Article first published online: 28 FEB 2013
© 2013 The Authors. Pediatric Obesity © 2013 International Association for the Study of Obesity
Volume 9, Issue 2, pages 147–154, April 2014
How to Cite
Thivel, D., Aucouturier, J., Metz, L., Morio, B. and Duché, P. (2014), Is there spontaneous energy expenditure compensation in response to intensive exercise in obese youth?. Pediatric Obesity, 9: 147–154. doi: 10.1111/j.2047-6310.2013.00148.x
- Issue published online: 11 MAR 2014
- Article first published online: 28 FEB 2013
- Manuscript Accepted: 14 JAN 2013
- Manuscript Revised: 9 JAN 2013
- Manuscript Received: 25 JUL 2012
- 2011 French-speaking Society of metabolism and Clinical Nutrition (SFNEP)
- Childhood obesity;
- energy expenditure;
- physical activity
What is already known about this subject
- Acute exercise may lead to subsequent energy expenditure compensation.
- Intensive exercise may favor a higher compensation than low or moderate exercises.
What this study adds
- This post-exercise compensation might occur only in overweight/obese youth and not in lean.
- This work used objective measures of energy expenditure compare to previous work.
Physical activity is mainly used in weight control strategies to favour energy expenditure. Some evidence suggests that exercise might not have the expected impact on energy balance, and may actually cause a decrease in the subsequent physical activity energy expenditure.
To question the impact of an acute exercise session of varying intensities on daily energy expenditure in lean and obese adolescents.
Data from three separate studies conducted in lean and obese 12–15 years old adolescents (study 1: 12 obese; study 2: 10 obese and nine lean; study 3: 15 obese) have been used. Daily energy expenditure (DEE) was assessed in studies 1 and 2 during an exercise condition with an exercise bout at 70%VO2max (EX) and a rest day (REST) (using Actiheart and Armbands, respectively). In study 3, DEE was assessed in calorimetric chambers during (i) a high intensity exercise condition (HIE - 75%VO2max) and (ji) a condition with a low intensity exercise (LIE - 40%VO2max) and (iii) a rest condition (REST).

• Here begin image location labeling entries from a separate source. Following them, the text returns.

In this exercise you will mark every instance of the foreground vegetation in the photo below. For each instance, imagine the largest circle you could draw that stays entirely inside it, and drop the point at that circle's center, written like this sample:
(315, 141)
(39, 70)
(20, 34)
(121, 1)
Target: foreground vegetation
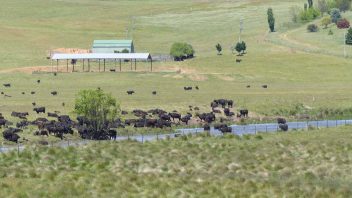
(306, 164)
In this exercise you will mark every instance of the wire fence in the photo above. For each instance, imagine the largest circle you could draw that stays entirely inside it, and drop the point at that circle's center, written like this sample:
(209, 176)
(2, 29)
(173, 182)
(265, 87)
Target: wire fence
(240, 130)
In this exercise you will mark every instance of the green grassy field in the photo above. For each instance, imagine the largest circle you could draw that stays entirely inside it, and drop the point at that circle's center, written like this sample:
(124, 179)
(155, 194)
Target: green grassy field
(296, 164)
(294, 77)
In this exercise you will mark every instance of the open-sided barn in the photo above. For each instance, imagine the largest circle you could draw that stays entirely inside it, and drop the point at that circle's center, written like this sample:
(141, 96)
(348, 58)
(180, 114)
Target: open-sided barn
(113, 46)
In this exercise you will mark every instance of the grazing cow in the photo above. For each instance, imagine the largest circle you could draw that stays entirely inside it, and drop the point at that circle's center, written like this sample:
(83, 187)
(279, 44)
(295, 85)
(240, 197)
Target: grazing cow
(175, 116)
(243, 113)
(130, 92)
(186, 118)
(281, 120)
(3, 122)
(22, 124)
(230, 103)
(187, 88)
(216, 111)
(42, 132)
(283, 127)
(19, 114)
(54, 115)
(112, 134)
(10, 136)
(206, 127)
(39, 110)
(221, 102)
(228, 113)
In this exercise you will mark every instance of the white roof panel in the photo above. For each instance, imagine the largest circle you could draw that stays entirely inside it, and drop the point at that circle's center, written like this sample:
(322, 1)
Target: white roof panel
(141, 56)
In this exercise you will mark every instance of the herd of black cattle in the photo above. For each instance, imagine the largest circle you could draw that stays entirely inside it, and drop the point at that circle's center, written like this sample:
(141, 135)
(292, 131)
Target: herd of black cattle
(155, 118)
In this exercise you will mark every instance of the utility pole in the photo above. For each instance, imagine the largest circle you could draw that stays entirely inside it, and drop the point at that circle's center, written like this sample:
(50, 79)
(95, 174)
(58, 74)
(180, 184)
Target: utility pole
(241, 29)
(344, 45)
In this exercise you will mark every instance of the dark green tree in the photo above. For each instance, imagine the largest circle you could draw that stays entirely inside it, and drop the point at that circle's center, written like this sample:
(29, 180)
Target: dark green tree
(349, 37)
(335, 15)
(98, 108)
(218, 48)
(271, 20)
(344, 5)
(244, 47)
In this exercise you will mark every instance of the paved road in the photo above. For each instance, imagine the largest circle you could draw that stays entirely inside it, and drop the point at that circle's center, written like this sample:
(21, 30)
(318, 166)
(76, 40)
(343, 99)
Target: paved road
(236, 129)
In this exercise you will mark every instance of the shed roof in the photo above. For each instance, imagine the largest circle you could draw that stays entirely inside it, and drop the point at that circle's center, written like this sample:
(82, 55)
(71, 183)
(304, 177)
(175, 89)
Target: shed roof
(137, 56)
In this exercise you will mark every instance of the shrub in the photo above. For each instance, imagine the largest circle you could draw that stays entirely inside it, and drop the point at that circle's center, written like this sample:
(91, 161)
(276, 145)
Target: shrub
(125, 51)
(326, 21)
(335, 15)
(343, 24)
(218, 48)
(181, 51)
(294, 12)
(349, 37)
(271, 20)
(309, 14)
(312, 28)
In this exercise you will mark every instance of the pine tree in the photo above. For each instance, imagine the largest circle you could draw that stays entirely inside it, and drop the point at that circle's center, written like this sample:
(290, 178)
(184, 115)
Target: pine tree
(271, 20)
(349, 37)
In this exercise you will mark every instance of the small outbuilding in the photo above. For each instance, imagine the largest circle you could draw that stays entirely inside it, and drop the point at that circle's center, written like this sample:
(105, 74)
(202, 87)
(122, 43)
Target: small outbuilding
(113, 46)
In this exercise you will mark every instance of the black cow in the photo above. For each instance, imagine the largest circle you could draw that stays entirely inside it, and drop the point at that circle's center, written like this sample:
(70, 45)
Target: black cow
(206, 127)
(175, 116)
(112, 134)
(10, 136)
(39, 110)
(281, 120)
(243, 113)
(130, 92)
(230, 103)
(54, 115)
(283, 127)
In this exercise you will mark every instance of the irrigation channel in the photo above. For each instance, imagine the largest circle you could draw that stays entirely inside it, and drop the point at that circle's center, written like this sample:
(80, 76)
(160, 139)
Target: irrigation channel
(236, 129)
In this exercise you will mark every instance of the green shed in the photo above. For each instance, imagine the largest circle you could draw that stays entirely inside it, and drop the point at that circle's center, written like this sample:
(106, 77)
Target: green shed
(112, 46)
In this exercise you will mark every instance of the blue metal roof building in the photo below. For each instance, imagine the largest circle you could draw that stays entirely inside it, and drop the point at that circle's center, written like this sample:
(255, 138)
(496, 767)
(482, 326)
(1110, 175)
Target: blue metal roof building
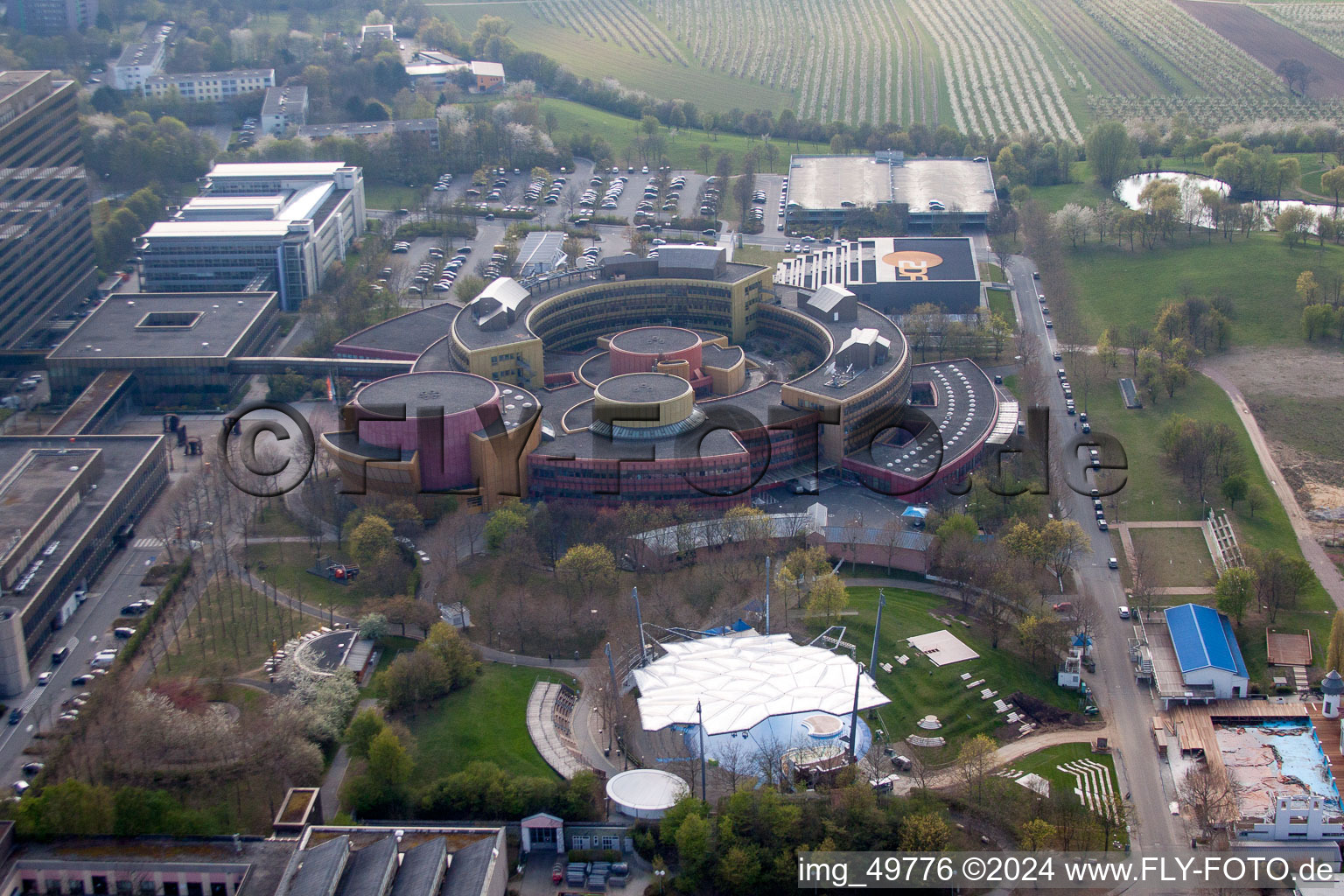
(1208, 649)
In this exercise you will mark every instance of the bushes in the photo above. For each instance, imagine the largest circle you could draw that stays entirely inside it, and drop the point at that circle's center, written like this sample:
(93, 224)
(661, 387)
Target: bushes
(484, 790)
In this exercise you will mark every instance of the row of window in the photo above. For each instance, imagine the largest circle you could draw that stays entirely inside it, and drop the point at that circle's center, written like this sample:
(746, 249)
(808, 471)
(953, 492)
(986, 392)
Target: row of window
(100, 886)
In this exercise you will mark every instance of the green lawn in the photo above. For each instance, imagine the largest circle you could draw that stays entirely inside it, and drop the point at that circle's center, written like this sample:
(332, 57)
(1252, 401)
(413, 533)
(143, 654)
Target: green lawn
(1046, 763)
(1000, 303)
(390, 196)
(484, 722)
(1178, 557)
(1152, 492)
(275, 520)
(231, 634)
(285, 567)
(682, 148)
(1120, 288)
(597, 60)
(754, 256)
(920, 688)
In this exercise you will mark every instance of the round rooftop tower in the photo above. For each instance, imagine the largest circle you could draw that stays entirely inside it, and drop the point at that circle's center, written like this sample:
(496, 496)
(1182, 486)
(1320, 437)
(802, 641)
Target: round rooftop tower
(644, 406)
(647, 348)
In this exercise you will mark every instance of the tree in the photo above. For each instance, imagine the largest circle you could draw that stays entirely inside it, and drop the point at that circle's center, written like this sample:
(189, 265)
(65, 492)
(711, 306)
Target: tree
(1236, 590)
(924, 832)
(373, 626)
(373, 543)
(1280, 578)
(361, 730)
(828, 597)
(1234, 489)
(975, 762)
(584, 569)
(692, 845)
(405, 610)
(1037, 835)
(503, 522)
(1256, 497)
(1110, 152)
(1060, 543)
(1208, 795)
(1335, 652)
(1294, 225)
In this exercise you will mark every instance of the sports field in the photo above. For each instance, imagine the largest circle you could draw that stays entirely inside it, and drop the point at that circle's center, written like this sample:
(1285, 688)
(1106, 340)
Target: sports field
(1176, 557)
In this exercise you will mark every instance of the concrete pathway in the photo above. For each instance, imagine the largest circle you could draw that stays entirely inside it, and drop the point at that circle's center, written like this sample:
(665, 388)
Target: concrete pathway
(1312, 550)
(335, 775)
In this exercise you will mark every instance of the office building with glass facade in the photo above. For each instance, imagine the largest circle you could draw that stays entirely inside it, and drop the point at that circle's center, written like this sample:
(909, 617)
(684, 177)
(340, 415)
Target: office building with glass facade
(257, 226)
(46, 242)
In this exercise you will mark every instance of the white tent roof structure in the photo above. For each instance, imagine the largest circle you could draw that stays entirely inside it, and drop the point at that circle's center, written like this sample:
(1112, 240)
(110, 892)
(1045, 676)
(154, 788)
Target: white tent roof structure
(744, 680)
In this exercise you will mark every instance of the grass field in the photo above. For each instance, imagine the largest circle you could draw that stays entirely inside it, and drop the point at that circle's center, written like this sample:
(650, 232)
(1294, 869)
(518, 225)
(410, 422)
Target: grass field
(1260, 274)
(1000, 303)
(486, 720)
(1152, 492)
(682, 148)
(597, 60)
(285, 567)
(920, 688)
(388, 196)
(756, 256)
(1176, 557)
(1046, 763)
(275, 520)
(231, 635)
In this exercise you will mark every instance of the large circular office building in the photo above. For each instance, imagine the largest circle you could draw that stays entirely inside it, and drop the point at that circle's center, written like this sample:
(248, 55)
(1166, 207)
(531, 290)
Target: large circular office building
(634, 381)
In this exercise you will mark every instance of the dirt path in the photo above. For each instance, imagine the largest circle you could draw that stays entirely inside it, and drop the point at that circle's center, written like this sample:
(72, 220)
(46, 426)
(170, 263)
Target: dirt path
(1314, 554)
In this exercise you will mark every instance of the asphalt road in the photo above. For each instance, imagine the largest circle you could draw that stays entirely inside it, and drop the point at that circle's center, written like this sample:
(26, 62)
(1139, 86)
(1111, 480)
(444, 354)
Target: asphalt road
(92, 627)
(1130, 705)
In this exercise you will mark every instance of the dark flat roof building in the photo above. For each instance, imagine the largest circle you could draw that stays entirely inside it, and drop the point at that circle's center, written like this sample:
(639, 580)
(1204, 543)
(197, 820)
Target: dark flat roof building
(178, 346)
(46, 236)
(52, 17)
(892, 273)
(65, 502)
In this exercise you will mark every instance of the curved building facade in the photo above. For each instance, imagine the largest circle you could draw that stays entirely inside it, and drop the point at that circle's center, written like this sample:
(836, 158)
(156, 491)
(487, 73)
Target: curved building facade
(647, 388)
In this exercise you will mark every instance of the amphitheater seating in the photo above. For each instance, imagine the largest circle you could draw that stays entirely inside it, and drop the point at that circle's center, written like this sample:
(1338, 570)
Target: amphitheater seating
(547, 705)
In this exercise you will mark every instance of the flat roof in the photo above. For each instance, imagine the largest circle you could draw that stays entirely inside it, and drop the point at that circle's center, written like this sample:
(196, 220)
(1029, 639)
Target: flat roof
(452, 391)
(836, 182)
(280, 97)
(646, 788)
(248, 170)
(233, 73)
(118, 329)
(819, 381)
(122, 456)
(641, 388)
(217, 228)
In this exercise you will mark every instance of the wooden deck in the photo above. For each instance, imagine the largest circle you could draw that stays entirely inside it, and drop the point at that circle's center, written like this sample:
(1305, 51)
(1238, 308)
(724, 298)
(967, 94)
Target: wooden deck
(1194, 727)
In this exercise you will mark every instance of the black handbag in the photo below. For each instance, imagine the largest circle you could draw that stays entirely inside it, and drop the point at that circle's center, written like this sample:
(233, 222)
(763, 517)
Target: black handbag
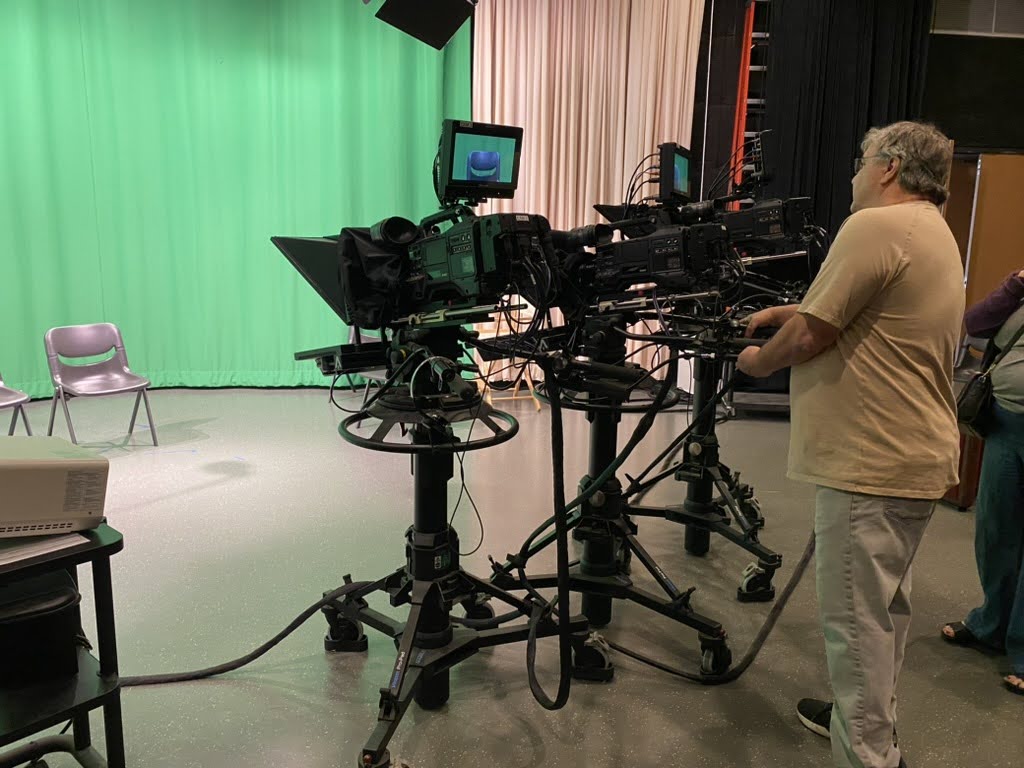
(974, 406)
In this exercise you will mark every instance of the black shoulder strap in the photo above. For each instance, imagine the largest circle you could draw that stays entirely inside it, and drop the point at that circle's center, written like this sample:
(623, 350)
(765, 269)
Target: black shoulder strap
(1003, 353)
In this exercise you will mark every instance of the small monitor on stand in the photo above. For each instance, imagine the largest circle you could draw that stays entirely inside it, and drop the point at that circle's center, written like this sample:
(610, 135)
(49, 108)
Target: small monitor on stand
(477, 161)
(674, 174)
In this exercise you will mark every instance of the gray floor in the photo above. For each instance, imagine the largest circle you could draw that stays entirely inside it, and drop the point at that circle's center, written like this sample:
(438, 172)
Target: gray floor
(252, 506)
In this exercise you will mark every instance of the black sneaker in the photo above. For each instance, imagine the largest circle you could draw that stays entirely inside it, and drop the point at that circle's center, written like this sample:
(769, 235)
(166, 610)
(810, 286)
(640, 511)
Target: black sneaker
(815, 715)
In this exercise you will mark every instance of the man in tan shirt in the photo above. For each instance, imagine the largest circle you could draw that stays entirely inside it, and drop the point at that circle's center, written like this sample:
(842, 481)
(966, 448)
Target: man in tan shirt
(873, 421)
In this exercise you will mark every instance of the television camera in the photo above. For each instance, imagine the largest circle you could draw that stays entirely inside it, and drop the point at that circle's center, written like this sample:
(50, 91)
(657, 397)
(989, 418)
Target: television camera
(418, 286)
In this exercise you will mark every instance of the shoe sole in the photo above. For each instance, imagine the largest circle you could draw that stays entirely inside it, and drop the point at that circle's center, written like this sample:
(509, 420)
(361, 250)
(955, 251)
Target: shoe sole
(813, 727)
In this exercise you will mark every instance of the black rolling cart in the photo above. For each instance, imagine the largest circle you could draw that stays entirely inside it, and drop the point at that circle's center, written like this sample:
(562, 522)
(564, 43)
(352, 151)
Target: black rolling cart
(25, 712)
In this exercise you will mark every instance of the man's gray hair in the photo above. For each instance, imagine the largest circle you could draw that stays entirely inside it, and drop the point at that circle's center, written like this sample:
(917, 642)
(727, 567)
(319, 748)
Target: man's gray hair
(925, 157)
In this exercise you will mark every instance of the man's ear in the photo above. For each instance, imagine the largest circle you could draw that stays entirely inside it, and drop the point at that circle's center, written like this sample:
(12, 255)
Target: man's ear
(892, 171)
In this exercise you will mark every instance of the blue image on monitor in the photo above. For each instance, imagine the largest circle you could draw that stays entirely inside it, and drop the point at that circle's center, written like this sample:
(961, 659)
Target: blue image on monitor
(681, 174)
(481, 158)
(483, 166)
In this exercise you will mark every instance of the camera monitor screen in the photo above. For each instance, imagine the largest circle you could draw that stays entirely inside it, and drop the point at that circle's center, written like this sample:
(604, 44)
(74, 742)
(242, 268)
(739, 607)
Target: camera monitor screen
(674, 173)
(478, 161)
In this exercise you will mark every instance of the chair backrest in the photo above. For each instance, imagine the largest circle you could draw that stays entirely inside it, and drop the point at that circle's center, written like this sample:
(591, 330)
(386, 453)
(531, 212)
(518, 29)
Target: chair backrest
(84, 341)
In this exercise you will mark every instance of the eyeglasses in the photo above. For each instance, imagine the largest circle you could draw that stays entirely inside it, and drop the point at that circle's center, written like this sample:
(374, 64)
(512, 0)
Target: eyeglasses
(858, 163)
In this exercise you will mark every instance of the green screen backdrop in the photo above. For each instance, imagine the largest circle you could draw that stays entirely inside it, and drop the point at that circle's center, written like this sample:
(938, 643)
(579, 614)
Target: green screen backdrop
(148, 150)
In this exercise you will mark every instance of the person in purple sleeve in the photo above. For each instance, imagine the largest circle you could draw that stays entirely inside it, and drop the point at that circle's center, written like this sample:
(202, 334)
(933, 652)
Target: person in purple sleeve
(999, 530)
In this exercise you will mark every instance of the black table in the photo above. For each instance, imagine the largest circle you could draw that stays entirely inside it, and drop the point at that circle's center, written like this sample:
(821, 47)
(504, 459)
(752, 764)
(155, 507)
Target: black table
(34, 709)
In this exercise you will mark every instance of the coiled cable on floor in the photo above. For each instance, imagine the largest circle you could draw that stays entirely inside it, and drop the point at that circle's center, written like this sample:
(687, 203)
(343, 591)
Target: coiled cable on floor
(220, 669)
(561, 600)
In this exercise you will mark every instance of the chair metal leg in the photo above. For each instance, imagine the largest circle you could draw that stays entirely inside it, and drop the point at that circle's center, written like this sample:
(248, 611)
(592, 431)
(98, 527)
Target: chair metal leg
(148, 415)
(134, 413)
(53, 413)
(71, 427)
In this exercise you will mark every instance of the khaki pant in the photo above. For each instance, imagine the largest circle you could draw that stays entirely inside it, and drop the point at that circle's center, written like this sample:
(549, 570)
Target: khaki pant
(865, 545)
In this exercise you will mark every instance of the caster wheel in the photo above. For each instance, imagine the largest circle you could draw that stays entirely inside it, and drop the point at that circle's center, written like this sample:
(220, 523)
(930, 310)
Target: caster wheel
(757, 586)
(751, 509)
(478, 609)
(367, 761)
(625, 559)
(591, 660)
(345, 636)
(716, 659)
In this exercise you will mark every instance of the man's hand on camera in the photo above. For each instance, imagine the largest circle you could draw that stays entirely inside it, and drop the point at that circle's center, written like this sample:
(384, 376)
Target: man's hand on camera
(773, 316)
(749, 363)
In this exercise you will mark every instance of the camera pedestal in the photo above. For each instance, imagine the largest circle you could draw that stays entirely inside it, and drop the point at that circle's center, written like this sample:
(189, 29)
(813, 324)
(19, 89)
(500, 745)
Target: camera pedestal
(431, 641)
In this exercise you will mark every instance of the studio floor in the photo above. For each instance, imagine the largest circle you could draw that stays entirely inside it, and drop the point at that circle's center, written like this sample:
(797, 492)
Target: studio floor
(252, 506)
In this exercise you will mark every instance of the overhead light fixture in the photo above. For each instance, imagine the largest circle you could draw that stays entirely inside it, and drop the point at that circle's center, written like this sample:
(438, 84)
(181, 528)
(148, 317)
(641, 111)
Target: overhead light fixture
(433, 22)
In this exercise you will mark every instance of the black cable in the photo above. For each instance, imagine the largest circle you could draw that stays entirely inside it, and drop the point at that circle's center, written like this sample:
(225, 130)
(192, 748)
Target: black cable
(562, 554)
(756, 645)
(220, 669)
(334, 402)
(461, 456)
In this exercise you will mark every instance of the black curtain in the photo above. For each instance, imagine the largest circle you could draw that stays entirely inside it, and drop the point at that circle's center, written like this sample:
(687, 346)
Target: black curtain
(835, 69)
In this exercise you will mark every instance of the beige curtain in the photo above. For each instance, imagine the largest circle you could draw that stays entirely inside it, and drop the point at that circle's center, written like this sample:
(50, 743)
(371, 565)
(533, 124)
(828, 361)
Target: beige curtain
(596, 85)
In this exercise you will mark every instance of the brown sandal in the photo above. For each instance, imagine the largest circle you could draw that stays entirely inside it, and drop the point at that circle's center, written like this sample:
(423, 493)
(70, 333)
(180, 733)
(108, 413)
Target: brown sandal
(1017, 687)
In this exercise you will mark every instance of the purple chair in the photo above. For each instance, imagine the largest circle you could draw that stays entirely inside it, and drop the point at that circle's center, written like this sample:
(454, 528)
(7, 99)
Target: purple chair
(92, 379)
(15, 399)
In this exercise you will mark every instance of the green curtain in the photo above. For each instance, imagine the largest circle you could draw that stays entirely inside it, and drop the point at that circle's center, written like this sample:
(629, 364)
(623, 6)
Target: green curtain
(150, 148)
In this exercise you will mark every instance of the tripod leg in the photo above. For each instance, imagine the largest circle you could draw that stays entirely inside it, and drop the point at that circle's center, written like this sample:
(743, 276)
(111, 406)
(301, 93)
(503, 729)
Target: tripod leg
(598, 559)
(652, 567)
(375, 754)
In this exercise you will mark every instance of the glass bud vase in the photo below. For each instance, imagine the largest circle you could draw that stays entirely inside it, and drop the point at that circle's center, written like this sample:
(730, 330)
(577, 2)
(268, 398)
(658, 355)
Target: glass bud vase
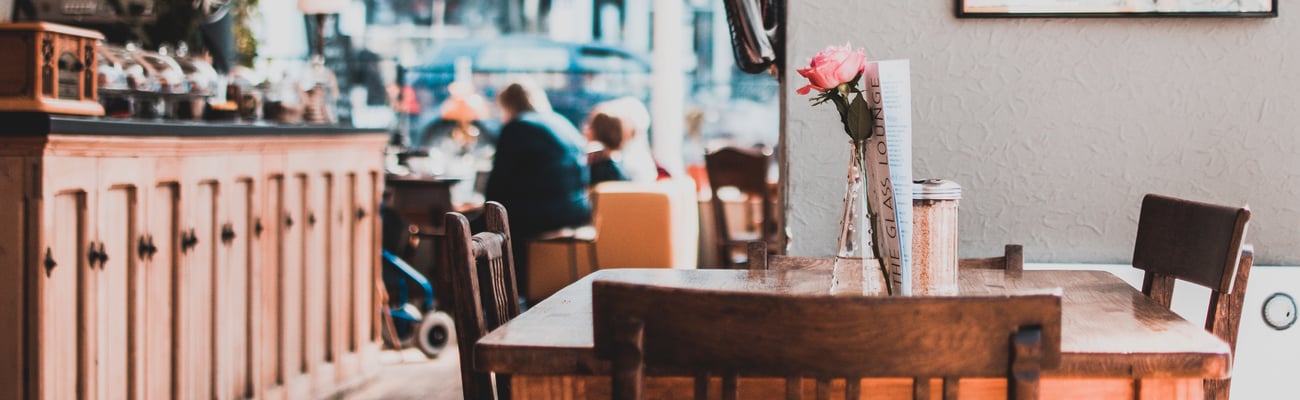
(857, 270)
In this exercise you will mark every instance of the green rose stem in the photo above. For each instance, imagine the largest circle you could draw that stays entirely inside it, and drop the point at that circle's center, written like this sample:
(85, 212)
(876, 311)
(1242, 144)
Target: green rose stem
(857, 120)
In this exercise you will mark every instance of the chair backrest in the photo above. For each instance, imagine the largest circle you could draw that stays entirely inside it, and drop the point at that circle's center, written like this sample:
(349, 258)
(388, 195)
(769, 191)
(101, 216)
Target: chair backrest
(484, 291)
(783, 335)
(1012, 261)
(744, 169)
(646, 225)
(1199, 243)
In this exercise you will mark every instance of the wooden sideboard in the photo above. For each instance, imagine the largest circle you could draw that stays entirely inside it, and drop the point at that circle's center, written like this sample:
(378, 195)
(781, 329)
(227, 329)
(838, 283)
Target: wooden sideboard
(157, 260)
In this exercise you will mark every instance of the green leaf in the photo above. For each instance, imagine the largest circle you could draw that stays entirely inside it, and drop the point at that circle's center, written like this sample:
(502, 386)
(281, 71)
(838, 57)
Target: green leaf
(859, 118)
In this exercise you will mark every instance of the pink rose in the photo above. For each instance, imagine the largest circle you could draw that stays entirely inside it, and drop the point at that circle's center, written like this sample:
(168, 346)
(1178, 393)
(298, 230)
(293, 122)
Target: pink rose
(832, 66)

Morning energy expenditure was significantly higher during the exercise conditions whatever the intensity compared with rest. Afternoon energy expenditure was significantly lower following HIE compared to the rest condition in studies 2 and 3. Afternoon energy expenditure was not significantly different between LIE and REST in study 2. Total DEE was not significantly different between conditions in the three studies.
Obese adolescents seem to show a compensatory response to an acute session of HIE (>70%VO2max) by decreasing their following physical activity energy expenditure. Although HIE favours body composition, physical fitness and metabolic profile improvements, this induced compensatory energy expenditure response has to be considered to optimize its effect on weight loss.